Bullet Journaling

September 4, 2017

I started maintaining a bullet journal today, in a bid to improve productivity and get better organized. A friend observed the diary and enquired with some curiosity when I’d started, and seemed to find it a tad funny that I was going old-school. I’ve always been minimalist, the bullet journal is a perfect example of something extremely minimalist, but still very effective. What I liked best about the idea is the ease with which it can be created and maintained, while still being in a standard template. I don’t have to try and setup my own conventions or experiment till I find something I can use, and instead dive right in.

How’s bullet journaling any different from writing a conventional diary?

Bullet journaling achieves greater brevity, without being ambiguous. For example, let’s see the following conventional long-hand diary entries, and what they convey/leave out.

Journal Entry Intended meaning Remarks
Schedule appointment with doctor Setup an appointment with doctor Clear, but not very brief
Appt with doctor Setup an appt with doctor Ambiguous
Appt with doctor Reschedule an appt with doctor Ambiguous
Appt with doctor Completed a scheduled appointment with doctor Ambiguous

Now let’s see some typical journal entries, with symbols/notations (called signifiers), and see what they mean. We’ll see how these entries remain unambiguous, despite being terse.

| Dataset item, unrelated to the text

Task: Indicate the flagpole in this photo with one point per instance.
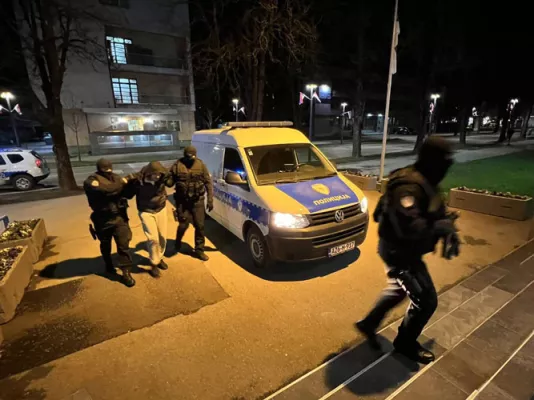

> Appt with doctor: Migrated/rescheduled appointment with doctor
< Appt with doctor: Scheduled appointment with doctor
X Appointment with doctor: Completed appointment with doctor
- Doc noted no issues. Note/observation

The style of bullet journaling is closer to writing commit messages in git, than it is to blogging, and it might take a while to get used to writing terse but clear entries. For the notebook itself, I chose one that is small enough to easily carry around, without being too tiny, and it has about 150 pages. Depending on how small my writing is, how many entries I jot down, and how concise the actual contents are, it might last for upto six months. By the time my first book is filled up, I hope to have gained enough experience with the standard bullet journal conventions/signifiers to be able to come up with my own notations, which will further aid in maintaining brevity, without compromising on either quality or range of coverage.